Il y a quelques semaines, je me baladais et je suis tombée sur une cabine de livres. Je fouille et je trouve Le Parc Jurassique. Fort fière de ma trouvaille qui sentait bon les années 90 (1992 pour être précise, un an avant la sortie du premier film), je suis partie en gambadant espérant trouver le temps d'attaquer la lecture rapidement.
Et là, ça m'a frappé.
Je n'avais jamais vu les film Jurassic Park.
Pourquoi? Eh bien parce que chez moi les gros dinos ça faisait rêver personne et que tout le monde avait déjà vu le premier opus. En grandissant, je n'avais jamais pris le temps de me plonger dedans.

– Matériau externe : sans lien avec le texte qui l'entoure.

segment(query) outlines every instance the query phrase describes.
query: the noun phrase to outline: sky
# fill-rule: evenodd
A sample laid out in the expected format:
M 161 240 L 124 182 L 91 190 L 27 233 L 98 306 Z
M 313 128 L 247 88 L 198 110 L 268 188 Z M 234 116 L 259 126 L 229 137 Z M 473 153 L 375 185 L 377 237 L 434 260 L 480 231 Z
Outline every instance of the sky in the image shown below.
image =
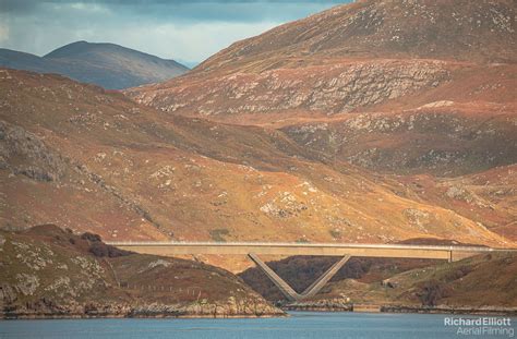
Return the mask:
M 86 40 L 188 66 L 230 44 L 350 0 L 0 0 L 0 47 L 44 56 Z

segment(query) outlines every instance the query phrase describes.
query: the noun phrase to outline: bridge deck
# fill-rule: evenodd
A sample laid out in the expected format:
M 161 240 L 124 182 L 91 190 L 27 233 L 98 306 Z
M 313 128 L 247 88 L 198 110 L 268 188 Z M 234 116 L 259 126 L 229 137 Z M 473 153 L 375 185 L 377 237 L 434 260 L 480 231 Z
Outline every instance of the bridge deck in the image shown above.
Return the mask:
M 441 246 L 405 244 L 336 244 L 336 243 L 257 243 L 257 242 L 107 242 L 122 250 L 158 255 L 316 255 L 400 257 L 457 261 L 479 253 L 507 251 L 484 246 Z M 514 250 L 515 251 L 515 250 Z

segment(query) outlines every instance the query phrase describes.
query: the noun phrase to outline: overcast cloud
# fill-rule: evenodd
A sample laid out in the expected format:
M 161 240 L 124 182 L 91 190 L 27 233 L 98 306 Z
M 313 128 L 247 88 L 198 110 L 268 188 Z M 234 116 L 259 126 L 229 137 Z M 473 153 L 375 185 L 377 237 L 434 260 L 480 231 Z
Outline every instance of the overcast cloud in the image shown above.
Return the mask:
M 115 43 L 193 65 L 236 40 L 347 0 L 0 0 L 0 47 L 46 55 Z

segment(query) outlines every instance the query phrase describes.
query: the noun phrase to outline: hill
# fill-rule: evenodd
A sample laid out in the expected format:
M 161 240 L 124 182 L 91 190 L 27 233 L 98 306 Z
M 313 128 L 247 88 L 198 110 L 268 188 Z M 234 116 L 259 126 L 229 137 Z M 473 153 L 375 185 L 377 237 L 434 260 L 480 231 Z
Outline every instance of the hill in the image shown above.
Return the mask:
M 268 265 L 298 291 L 303 291 L 336 258 L 290 257 Z M 282 301 L 278 289 L 258 269 L 240 274 L 270 301 Z M 326 310 L 350 304 L 374 304 L 400 312 L 467 310 L 517 312 L 517 256 L 480 255 L 455 263 L 421 259 L 352 258 L 323 290 L 292 308 Z M 406 312 L 407 312 L 406 311 Z M 429 310 L 428 310 L 429 311 Z M 482 312 L 482 311 L 481 311 Z
M 57 73 L 109 89 L 134 87 L 179 76 L 188 68 L 173 60 L 115 44 L 77 41 L 45 57 L 0 49 L 0 65 L 39 73 Z
M 500 222 L 485 227 L 468 208 L 425 199 L 409 178 L 328 159 L 280 130 L 171 117 L 58 75 L 2 70 L 0 94 L 4 228 L 53 222 L 108 240 L 505 242 L 486 229 Z M 494 221 L 512 218 L 513 197 L 486 205 L 501 206 Z
M 281 129 L 383 173 L 516 162 L 515 1 L 357 1 L 125 93 L 175 116 Z

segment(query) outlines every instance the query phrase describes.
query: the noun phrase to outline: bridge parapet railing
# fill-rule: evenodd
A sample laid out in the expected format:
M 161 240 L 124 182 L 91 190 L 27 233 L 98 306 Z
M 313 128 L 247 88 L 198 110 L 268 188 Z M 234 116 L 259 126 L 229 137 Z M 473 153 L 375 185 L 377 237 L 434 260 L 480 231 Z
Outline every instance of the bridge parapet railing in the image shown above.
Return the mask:
M 293 243 L 293 242 L 207 242 L 207 241 L 107 241 L 113 246 L 289 246 L 289 247 L 350 247 L 350 249 L 397 249 L 438 250 L 465 252 L 517 251 L 517 249 L 494 249 L 461 245 L 412 245 L 412 244 L 360 244 L 360 243 Z

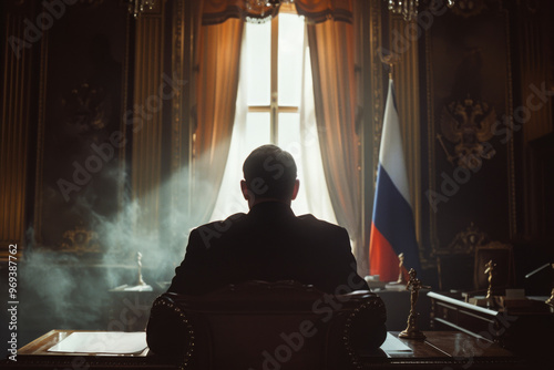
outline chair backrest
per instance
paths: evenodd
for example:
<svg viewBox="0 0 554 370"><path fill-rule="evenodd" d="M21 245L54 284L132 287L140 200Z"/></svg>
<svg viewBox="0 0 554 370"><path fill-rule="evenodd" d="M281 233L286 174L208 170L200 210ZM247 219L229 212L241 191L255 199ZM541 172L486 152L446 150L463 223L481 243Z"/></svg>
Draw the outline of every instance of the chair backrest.
<svg viewBox="0 0 554 370"><path fill-rule="evenodd" d="M160 296L147 341L193 369L342 369L383 342L384 321L382 300L368 290L334 296L295 281L248 281Z"/></svg>

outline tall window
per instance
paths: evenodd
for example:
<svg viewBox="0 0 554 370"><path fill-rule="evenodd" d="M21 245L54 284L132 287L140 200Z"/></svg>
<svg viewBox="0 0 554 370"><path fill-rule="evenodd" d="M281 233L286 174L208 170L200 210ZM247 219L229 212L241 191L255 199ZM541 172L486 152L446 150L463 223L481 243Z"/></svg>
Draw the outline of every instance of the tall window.
<svg viewBox="0 0 554 370"><path fill-rule="evenodd" d="M293 154L298 166L295 214L336 223L319 152L305 21L284 8L270 22L246 23L233 138L212 219L248 212L239 188L243 162L271 143Z"/></svg>

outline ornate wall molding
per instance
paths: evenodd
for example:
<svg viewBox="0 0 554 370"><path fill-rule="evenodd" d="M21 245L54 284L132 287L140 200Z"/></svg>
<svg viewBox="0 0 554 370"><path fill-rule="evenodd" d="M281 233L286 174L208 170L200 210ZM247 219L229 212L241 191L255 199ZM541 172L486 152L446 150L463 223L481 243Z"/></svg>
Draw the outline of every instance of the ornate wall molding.
<svg viewBox="0 0 554 370"><path fill-rule="evenodd" d="M133 95L132 199L138 204L136 229L157 233L162 186L164 105L164 8L156 2L136 19ZM167 89L167 88L166 88Z"/></svg>
<svg viewBox="0 0 554 370"><path fill-rule="evenodd" d="M31 8L32 10L32 8ZM24 40L25 11L6 13L7 37ZM32 48L19 54L6 45L1 90L0 134L0 260L8 256L8 246L24 248L27 173L29 165L29 125L31 120Z"/></svg>

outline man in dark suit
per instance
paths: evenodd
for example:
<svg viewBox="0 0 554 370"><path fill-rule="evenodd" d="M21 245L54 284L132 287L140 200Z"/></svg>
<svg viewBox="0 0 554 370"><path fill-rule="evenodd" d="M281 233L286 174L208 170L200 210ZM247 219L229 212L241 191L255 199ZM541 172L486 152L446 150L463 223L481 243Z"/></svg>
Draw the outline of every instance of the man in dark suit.
<svg viewBox="0 0 554 370"><path fill-rule="evenodd" d="M368 289L347 230L290 209L299 182L289 153L260 146L243 172L250 210L194 229L168 291L202 295L248 280L297 280L330 294Z"/></svg>

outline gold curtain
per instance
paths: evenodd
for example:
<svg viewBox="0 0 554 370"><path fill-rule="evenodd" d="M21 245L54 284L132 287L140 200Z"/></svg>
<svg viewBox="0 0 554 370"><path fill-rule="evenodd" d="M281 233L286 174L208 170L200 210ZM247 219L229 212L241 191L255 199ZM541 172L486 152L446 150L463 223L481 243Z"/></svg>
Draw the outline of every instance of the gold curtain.
<svg viewBox="0 0 554 370"><path fill-rule="evenodd" d="M340 225L361 247L360 138L356 132L355 35L351 24L308 24L316 121L324 171Z"/></svg>
<svg viewBox="0 0 554 370"><path fill-rule="evenodd" d="M197 43L192 209L206 222L223 179L235 120L243 21L202 25ZM237 185L238 187L238 185Z"/></svg>
<svg viewBox="0 0 554 370"><path fill-rule="evenodd" d="M305 16L310 23L328 19L352 22L351 0L295 0L298 14ZM279 6L258 4L256 0L204 0L203 24L217 24L229 18L263 21L276 17Z"/></svg>

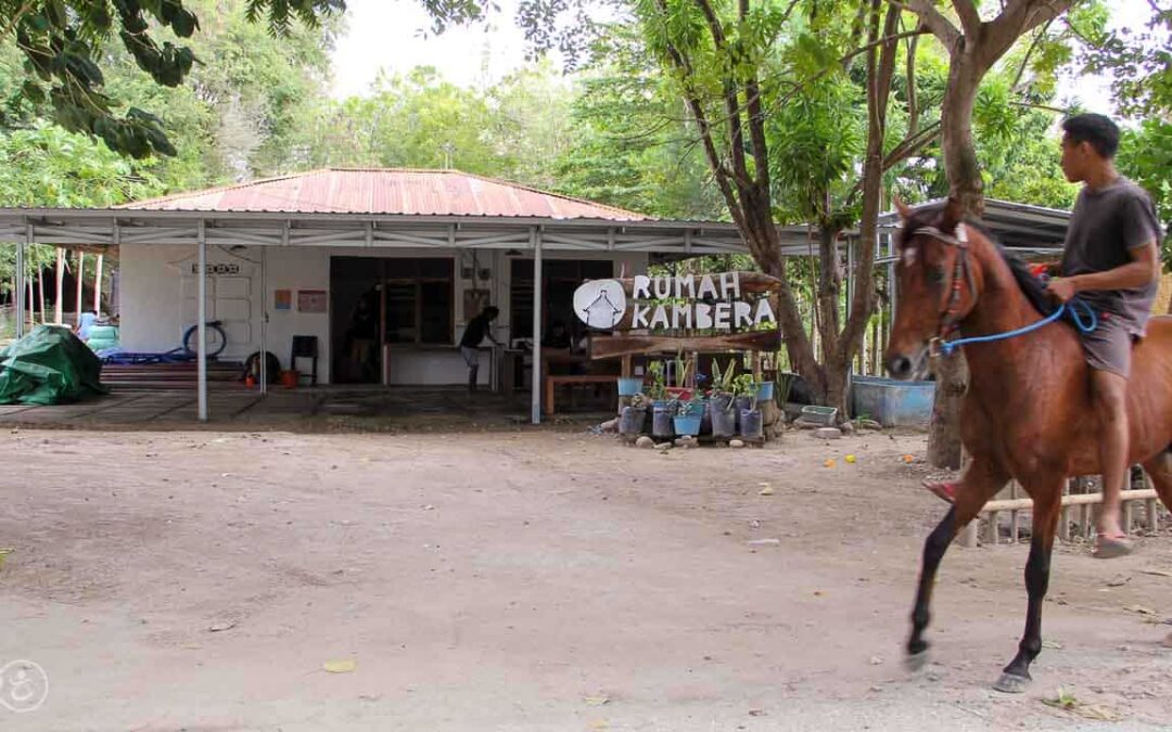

Joie, bonne humeur et abonnement Netflix, je me lance dans le visionnage des trois premiers films ET la lecture du livre.
Lorsqu'on s'attaque à une adaptation, il faut bien se rappeler qu'un film ou une série ne peut pas être un livre et inversement. Je pense que c'est quelque chose d'acquis désormais, car tous les vidéastes traitant de ciné et d'adaptation ont suffisamment insisté sur ce point.
Avec Jurassic Park, il est important de comprendre que le premier film ne suit pas totalement le livre et que les deux films suivant empruntent des éléments au livre, comme si.. comme si le concept avait été étiré pour faire de l'argent.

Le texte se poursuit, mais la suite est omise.